Step 2: Report the Incident
In the UK, it’s essential to report ransomware attacks to the proper authorities. This not only helps you potentially receive support, but it also contributes to national cyber threat intelligence.
-
Report to Action Fraud UK – This is the UK’s national reporting centre for fraud and cybercrime.
-
Notify the NCSC Incident Management Team – The National Cyber Security Centre offers guidance and may provide assistance for large-scale or critical incidents.
Keeping law enforcement informed can also help if the attackers demand a ransom payment or if legal proceedings become necessary.
Step 3: Assess the Damage and Backup Integrity
Once the infection is contained, identify the scope of the attack:
-
What data and systems have been encrypted?
-
Are operational systems still functional?
-
Are your backups still intact, or have they been targeted too?

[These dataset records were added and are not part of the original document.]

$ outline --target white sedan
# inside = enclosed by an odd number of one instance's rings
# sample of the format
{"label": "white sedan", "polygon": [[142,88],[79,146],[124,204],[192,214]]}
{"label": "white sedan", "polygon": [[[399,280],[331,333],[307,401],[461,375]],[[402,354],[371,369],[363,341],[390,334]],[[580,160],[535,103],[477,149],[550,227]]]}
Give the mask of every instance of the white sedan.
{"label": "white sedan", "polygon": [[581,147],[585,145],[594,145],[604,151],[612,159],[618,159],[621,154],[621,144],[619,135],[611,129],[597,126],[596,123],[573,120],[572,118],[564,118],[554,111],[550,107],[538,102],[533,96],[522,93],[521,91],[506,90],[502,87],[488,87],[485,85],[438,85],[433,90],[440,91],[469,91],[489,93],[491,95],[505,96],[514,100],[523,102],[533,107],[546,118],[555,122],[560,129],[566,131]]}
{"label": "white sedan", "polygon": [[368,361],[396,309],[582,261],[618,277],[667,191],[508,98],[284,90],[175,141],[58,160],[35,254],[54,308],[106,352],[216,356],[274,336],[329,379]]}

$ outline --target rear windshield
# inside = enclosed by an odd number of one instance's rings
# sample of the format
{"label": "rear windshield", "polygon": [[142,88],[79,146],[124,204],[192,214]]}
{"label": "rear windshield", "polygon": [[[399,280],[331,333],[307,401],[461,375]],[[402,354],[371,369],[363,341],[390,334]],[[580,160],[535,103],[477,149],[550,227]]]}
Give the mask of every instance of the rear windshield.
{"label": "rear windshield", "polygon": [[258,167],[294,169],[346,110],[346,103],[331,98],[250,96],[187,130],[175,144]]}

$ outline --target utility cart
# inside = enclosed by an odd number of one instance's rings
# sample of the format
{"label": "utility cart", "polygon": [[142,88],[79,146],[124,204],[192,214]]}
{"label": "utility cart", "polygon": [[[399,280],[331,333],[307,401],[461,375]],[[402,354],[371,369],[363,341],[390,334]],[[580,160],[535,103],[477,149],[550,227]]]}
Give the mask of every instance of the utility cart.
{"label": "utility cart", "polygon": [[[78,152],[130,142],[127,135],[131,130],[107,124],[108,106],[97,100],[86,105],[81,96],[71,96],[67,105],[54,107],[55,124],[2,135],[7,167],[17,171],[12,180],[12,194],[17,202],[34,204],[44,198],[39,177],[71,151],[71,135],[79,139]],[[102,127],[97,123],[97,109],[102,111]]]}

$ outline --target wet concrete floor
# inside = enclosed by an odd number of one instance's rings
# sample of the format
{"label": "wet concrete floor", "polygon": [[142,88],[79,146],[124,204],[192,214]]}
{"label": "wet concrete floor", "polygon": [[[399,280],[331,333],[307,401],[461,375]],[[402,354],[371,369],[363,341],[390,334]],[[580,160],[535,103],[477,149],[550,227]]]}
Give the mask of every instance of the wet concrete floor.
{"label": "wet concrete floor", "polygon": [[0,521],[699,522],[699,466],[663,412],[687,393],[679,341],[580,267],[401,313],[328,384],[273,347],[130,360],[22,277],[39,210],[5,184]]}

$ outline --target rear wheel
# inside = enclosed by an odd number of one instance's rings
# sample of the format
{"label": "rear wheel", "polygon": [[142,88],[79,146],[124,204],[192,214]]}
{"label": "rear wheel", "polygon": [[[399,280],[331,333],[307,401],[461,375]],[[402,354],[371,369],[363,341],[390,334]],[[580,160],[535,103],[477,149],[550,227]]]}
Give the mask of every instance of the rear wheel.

It’s critical to verify that your backups are clean and uninfected. Ideally, backups should be stored in a separate location or offline (“air-gapped”) to prevent ransomware from accessing them.
Step 4: Restore From Backup Safely
When you’re confident your backups are unaffected, begin the restoration process in a controlled environment. Use clean machines or virtual environments for restoration.
-
Run comprehensive antivirus and anti-malware scans before reconnecting to the main network.
-
Only restore from tested, known-good backups.
-
Prioritise restoring essential systems first to resume business operations.
If you’re using cloud-based backup solutions, many providers offer built-in ransomware detection and clean rollback options.
Step 5: Strengthen Your Cyber Defences
Recovery is not just about restoring data—it’s also a wake-up call to reassess your security posture. After the incident:
-
Review and test your backup strategy. Use the 3-2-1 rule: 3 copies of data, on 2 different media, with 1 stored offsite.
-
Update user access controls. Apply the principle of least privilege.
-
Train staff regularly on phishing scams and suspicious activity reporting.
-
Consider enrolling in the Cyber Essentials scheme. This government-backed certification helps businesses improve cyber hygiene and demonstrate a commitment to security.